In this post at the Juvenile Instructor, I shared some of the spiritual prompting I felt I had in grad school, but a really big one was the persistent prompting I felt to vote no on Proposition 8 in 2007.
Throughout that year, 2007, I had this nagging spiritual feeling: “You need to understand the issue of homosexuality better than you do.” I guess nowadays we’d call that LGBT+ issues, but the prompting was something like that.
I’d always seen myself as wanting to be kind to gay people and figured that such people didn’t simply choose their orientation (I was very attracted to women, which wasn’t a choice). And yet, prior to 2007 gay marriage/sex seemed unquestionably beyond the pale. So I figured the right answer was we should be good and kind to gay people, not demonize or ridicule them, but the trend at that time of pushing for legalizing gay marriage seemed problematic.
So when the prompting kept coming, I kept thinking, “What more do I need to understand? Don’t I have the ‘right’ answer?”
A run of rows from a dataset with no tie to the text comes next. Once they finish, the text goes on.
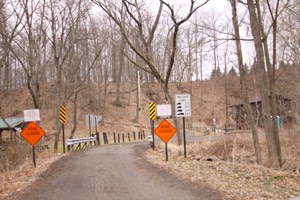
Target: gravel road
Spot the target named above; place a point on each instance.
(111, 172)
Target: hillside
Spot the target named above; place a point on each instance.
(124, 117)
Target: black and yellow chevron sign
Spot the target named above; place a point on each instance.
(152, 112)
(62, 114)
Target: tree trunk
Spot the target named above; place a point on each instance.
(264, 85)
(244, 87)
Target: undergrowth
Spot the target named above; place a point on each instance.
(13, 155)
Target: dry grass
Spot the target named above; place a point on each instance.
(13, 155)
(233, 170)
(17, 176)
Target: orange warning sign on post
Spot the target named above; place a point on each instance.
(32, 133)
(165, 131)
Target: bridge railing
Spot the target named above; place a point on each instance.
(80, 142)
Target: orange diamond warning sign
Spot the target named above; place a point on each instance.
(165, 131)
(32, 133)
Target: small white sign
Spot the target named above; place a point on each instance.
(183, 105)
(32, 115)
(163, 110)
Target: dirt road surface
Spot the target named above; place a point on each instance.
(111, 172)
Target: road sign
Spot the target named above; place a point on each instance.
(183, 105)
(32, 133)
(164, 110)
(90, 120)
(32, 115)
(152, 112)
(62, 114)
(165, 131)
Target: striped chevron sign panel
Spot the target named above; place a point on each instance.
(152, 112)
(62, 114)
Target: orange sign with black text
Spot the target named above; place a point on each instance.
(165, 131)
(32, 133)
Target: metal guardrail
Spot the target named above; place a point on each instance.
(78, 141)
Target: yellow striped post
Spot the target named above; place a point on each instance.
(152, 112)
(62, 119)
(62, 114)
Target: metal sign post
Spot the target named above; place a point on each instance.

I used to go through the book reviews in the Mormon journals, and going through Dialogue that year, I came across a review for In Quiet Desperation, a book published in 2004 by Deseret Book that focused on helping church members understand the struggles gay members were going through. I felt like I should buy it and though I felt a bit uncomfortable doing so in the BYU bookstore, that’s where I got it.
It felt too painful to read the Mattis’s story, the parents of the gay member who shot himself on the doorstep of the stake center, so I read Ty Mansfield’s part instead. I don’t want to try to go through all the thoughts I had as I read it (many many) but I started changing my views as I did so. Reading Mansfield really hit me of what a struggle gay members were having, so much harder than me as a straight member.
At this time, there was a push for Proposition 8 in California that the church strongly backed. We heard about it a lot at church and by that summer, we were being encouraged to encourage other members to promote it, including our home teaching families.
I felt very uncomfortable about the whole thing. Whenever the topic came up, I felt really bad. There was a whole lot of discussion of the topic and I started feeling really confused. I wanted to listen to good members of the ward I trusted who were promoting prop 8, but I didn’t find their arguments convincing. We lived in a pretty liberal place, so there were lots of advertisements for voting no all around us.
One day, not long before the November election, our son who was about 8 asked about the topic with genuine curiosity. I can’t remember his exact words, but he asked something along the lines of “what’s the right answer?” (neighbor friends were against it.). I looked at him and simply said, “I don’t know,” which was probably atypical for Mormon dads.
I worried I might be being swayed by the opinions of “the world” and worried that my discomfort might be due to not wanting to be disliked by our more liberal friends. I felt that I couldn’t just dodge this but needed to figure out what to do.
Again, I won’t do into all the details, but I well remember the setting. Sitting on a bale of hay why my kids and their friends went though some sort of pumpkin maze at the end of October. It was then where I felt I got the clear answer that God wanted me to vote no on Proposition 8. A prompting that came after a long process of following other promptings, study, pondering, and prayer.
I REALLY remember staring at the Proposition 8 question in the voting booth and thinking, “What’s it going to be, Steve? President Monson said vote yes, but the Spirit told me to vote no.”
I voted no, but had a LOT of questions and spent a lot of time trying to do research the next week. At that time, I got more involved in the Bloggernacle and felt the prompting of “just listen” to the people who felt very hurt by Prop 8 passing.
Since then, the church leaders endorsed the “Respect for Marriage Act” supporting gay marriage with protections for religious groups who don’t want to be forced to accept it in their institutions. I did see some conservative members expressing unhappiness over that position, but it also made me think my Prop 8 vote had become less unorthodox with the church backing that bill.
I’m certainly unorthodox in many other ways, and my experience with Proposition 8 makes me feel okay about that.